Beautiful Joe, by Marshall Saunders

first published in 1894

I read Beautiful Joe when I was about 10. Though a voracious reader and dog-lover, I remember having difficulty. I didn't read it rapidly -- unusual for me! As an adult, re-reading it - I understand!

INTENSE - at least at the beginning. In the first couple of chapters, the abuse Joe, his mother and brothers and sisters suffer is very disturbing. Quite graphic by today's standards. By the end of chapter 2 when Joe has lost his whole family and suffers having his ears and tails docked by his owner in a rage as punishment, even the adult "me" had to stop and have a good cry!
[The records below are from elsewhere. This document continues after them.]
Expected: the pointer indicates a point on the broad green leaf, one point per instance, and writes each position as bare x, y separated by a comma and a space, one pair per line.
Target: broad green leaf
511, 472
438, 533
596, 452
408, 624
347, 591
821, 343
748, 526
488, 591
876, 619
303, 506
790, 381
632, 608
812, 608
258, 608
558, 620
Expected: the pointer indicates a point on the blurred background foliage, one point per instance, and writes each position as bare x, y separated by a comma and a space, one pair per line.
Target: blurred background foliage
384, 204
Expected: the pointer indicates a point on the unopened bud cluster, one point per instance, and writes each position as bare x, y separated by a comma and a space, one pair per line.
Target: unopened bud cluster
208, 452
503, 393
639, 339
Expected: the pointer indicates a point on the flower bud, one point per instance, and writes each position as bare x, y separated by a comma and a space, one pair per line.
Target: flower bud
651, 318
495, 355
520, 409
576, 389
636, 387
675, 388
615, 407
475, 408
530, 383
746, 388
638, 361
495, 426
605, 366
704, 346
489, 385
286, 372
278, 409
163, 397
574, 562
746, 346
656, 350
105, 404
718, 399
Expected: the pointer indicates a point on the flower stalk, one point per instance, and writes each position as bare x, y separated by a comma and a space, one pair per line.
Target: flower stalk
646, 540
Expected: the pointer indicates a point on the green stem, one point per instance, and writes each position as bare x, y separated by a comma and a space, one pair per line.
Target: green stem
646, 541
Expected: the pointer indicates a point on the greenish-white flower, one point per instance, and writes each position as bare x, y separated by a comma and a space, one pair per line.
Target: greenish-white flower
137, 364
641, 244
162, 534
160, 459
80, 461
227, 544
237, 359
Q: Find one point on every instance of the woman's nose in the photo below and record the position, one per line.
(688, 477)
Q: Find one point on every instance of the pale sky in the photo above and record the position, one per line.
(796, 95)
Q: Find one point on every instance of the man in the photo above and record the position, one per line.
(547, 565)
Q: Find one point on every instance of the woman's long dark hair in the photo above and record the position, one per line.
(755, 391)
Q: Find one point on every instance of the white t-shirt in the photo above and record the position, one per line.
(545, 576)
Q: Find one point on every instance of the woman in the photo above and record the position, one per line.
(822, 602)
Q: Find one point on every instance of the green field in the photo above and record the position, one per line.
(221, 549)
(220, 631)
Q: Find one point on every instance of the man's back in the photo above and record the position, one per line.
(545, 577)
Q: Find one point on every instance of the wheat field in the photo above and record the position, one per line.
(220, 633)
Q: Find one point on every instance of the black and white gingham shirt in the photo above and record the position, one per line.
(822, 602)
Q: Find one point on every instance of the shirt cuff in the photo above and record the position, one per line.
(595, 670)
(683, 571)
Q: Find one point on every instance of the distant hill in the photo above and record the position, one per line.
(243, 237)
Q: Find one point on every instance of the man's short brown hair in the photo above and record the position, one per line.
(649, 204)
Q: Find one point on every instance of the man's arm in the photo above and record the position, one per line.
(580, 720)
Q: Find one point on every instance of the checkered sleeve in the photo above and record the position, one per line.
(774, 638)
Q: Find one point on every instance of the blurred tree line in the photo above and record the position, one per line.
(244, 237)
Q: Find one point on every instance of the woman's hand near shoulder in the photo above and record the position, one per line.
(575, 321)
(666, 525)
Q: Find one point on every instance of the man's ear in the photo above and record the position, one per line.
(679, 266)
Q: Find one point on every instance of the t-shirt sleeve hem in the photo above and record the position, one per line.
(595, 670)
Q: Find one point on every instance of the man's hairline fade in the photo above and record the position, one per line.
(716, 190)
But it wasn't so much the stuff of nightmares as fuel for compassion.

Saunders was obviously 'on a mission.' It was about 15 years after Black Beauty had pricked the public conscience about the unchecked cruelty to animals, particularly horses, that existed at the time. Alex Carras, the current President of the American Society for the Prevention of Cruelty to Animals (the "ASPCA"), writes the Foreword. He makes the point dogs have always been so taken for granted as commonplace that the cruelty to them, more private than public, wasn't seen as an issue.

One might think that in the last 100 years our society might have moved a bit further forward. Hopes on that score are dashed in the inevitable comparison of the disdain shown in the book for"dog fighting" with that of the recent California court case. A couple were arrested on an obscene number of counts of abuse (a dog fighting ring). Ultimately all of the dogs (some57??) had to be destroyed because they'd been ruined beyond adoptability. It's true, the judge did punish the wrongdoers, but in the light of the lives lost and cruelty inflicted, a few years in prison (5, I think) is pretty pale when you think of how soon he's likely to be paroled.

The "10 year old me" was obviously greatly influenced by this story - it's why it was difficult to read, but also why the impression was so lasting. It's a good reminder that things children are drawn to and really "interested in" will profoundly influence them.

This book is more than mere 'entertainment'. Any parent who would withhold a book like this, simply because of "violent content" would also be withholding all of the incredibly positive ideas presented. By all means, it needs to be discussed and investigated. The content is pretty accurate as to the ideals of over 100 years ago. However, keep in mind some of the ideas represented as kind discipline then are not wholly acceptable today.

This is an incredible book. It's a wonderful tool for conscience-building and demonstrating the cause and effect relationship between loving discipline and a positive result - not just for pets, but in inter-personal relationships as well.